Errr.. IIUC neon-schedgen.ml is responsible only for generating the
scheduler descriptions that use *neon_types* . All that this does is
prefix the define_insn_reservation names. You need a per-core
insn_reservation to be able to describe how it interacts with the rest
of the core and the latency might well be different in different cores. 

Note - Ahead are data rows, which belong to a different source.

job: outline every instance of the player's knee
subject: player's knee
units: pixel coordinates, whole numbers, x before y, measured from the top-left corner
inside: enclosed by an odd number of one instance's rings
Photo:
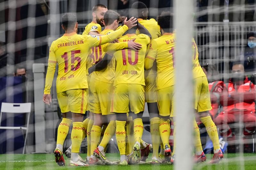
[[[126,121],[127,120],[126,113],[116,113],[116,116],[117,121]]]
[[[164,116],[160,115],[159,117],[160,119],[164,119],[165,121],[166,121],[167,120],[170,120],[170,117],[169,116]]]
[[[198,114],[199,115],[199,117],[200,118],[208,116],[210,115],[209,112],[208,111],[198,112]]]
[[[130,114],[131,115],[132,117],[132,119],[133,120],[134,120],[135,119],[137,119],[138,118],[142,119],[142,116],[143,115],[143,111],[140,112],[137,114],[135,114],[133,112],[132,112],[129,113],[129,114]]]

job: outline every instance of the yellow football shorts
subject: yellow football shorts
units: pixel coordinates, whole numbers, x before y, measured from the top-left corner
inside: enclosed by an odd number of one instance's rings
[[[110,111],[135,114],[144,110],[145,87],[138,84],[121,84],[114,86]]]
[[[198,112],[212,109],[210,93],[206,76],[194,79],[195,109]]]
[[[163,116],[175,116],[173,112],[174,86],[158,90],[156,92],[159,115]]]
[[[86,90],[84,89],[69,90],[57,93],[59,105],[62,113],[69,111],[84,114],[87,100]]]
[[[89,84],[91,80],[91,76],[89,75],[86,75],[86,77],[87,78],[87,83],[88,84],[88,88],[86,89],[86,92],[87,94],[87,104],[86,105],[86,111],[90,110],[90,105],[89,103]]]
[[[157,101],[156,78],[156,74],[151,74],[145,77],[145,96],[146,101],[148,103],[155,103]]]
[[[102,115],[113,114],[110,112],[113,92],[113,84],[91,78],[89,89],[90,111]]]

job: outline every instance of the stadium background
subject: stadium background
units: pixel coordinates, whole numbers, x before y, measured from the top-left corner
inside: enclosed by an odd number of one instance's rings
[[[135,1],[0,0],[0,41],[5,45],[1,49],[5,49],[7,53],[0,58],[0,102],[32,103],[26,153],[51,152],[55,147],[56,128],[60,114],[54,86],[53,104],[49,107],[45,105],[42,99],[49,47],[64,33],[61,27],[62,14],[76,12],[78,32],[81,34],[91,21],[91,9],[94,5],[102,4],[108,9],[125,15]],[[148,8],[149,18],[156,18],[163,11],[173,12],[173,0],[140,1]],[[230,77],[234,61],[248,62],[251,68],[247,74],[254,73],[255,54],[246,58],[244,52],[248,48],[248,34],[256,31],[255,1],[194,1],[195,22],[191,26],[194,27],[201,65],[215,65],[225,82]],[[12,77],[16,67],[19,65],[26,68],[26,77]],[[147,112],[146,109],[143,116],[146,122],[149,122]],[[7,116],[5,122],[15,125],[25,123],[26,117],[19,116]],[[0,131],[1,153],[21,152],[24,143],[22,133],[11,131]],[[150,140],[149,137],[148,138]],[[67,146],[70,143],[68,139],[67,143]]]

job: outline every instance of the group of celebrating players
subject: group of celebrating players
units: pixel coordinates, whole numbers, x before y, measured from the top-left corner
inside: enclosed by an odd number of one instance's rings
[[[151,149],[151,159],[147,163],[175,162],[176,40],[172,16],[163,12],[157,22],[148,19],[148,9],[141,2],[134,3],[130,12],[133,17],[128,20],[103,5],[95,5],[93,21],[82,35],[76,33],[75,14],[67,13],[62,17],[65,33],[53,41],[50,48],[43,99],[47,104],[51,102],[51,88],[58,63],[57,98],[63,118],[58,128],[54,155],[60,166],[65,164],[63,146],[71,124],[72,144],[64,153],[70,158],[70,166],[145,163]],[[119,26],[121,22],[123,26]],[[102,31],[101,26],[105,26]],[[212,107],[208,82],[199,63],[194,39],[191,43],[195,112],[213,144],[211,162],[218,163],[223,156],[216,126],[209,114]],[[145,101],[152,144],[141,139]],[[86,111],[90,111],[90,116],[84,120]],[[172,152],[169,144],[170,120],[174,125]],[[194,122],[194,158],[195,162],[198,163],[206,158],[198,126],[195,120]],[[120,160],[112,162],[104,151],[115,134]],[[86,136],[84,160],[79,153]]]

What I have done is pretty much the following and a rather straight
forward renaming exercise.

< a small hunk from the new A8 neon scheduler description is as below> 

-(define_insn_reservation "neon_int_1" 3
+(define_insn_reservation "cortex_a8_neon_int_1" 3
   (and (eq_attr "tune" "cortexa8")
        (eq_attr "neon_type" "neon_int_1"))
   "cortex_a8_neon_dp")

I'm not trying to change the values that "neon_types" can take. Notice
the cortex_a8 prefix is only for the insn reservations. I'm trying to
get to a point where these reservations can be made on a per-core basis.
neon-schedgen.ml generates define_insn_reservations and define_bypasses
on functional units in the A8 neon description that *use* the neon_types
to decide which instructions are mapped to which functional units. 

> 
> If you're going to hack neon-schedgen.ml (which I didn't write, and
> admit I don't have any great understanding of), would it make sense to
> create a new table for Cortex-A9 (etc.), rather than mixing
> definitions for all cores together in the existing availability_table?

There are situations where we might want to use common aspects of the engine in the table and thus a filter function appeared to be good enough
on the table rather than splitting this table into a "common across all cores" bit, and a per core bit.

> 
> Also a minor point on the ML: you can write,
> 
> let coreStr core = 
>                  match core with
>                    CortexA8 -> "cortex_a8" 
>                  | CortexA9 -> "cortex_a9"
> 
> as:
> 
> let coreStr = function
>     CortexA8 -> "cortex_a8"
>   | CortexA9 -> "cortex_a9"

Can do . I haven't written any ML in a long time.

> 
> I know there's no GNU style guide for ML, but please try to follow the
> existing formatting (re: indentation and so forth) if possible.

Thanks for the review. I thought I had done that but will go back and
double check and follow up with a patch. 

Cheers
Ramana

> 
> Cheers,
> 
> Julian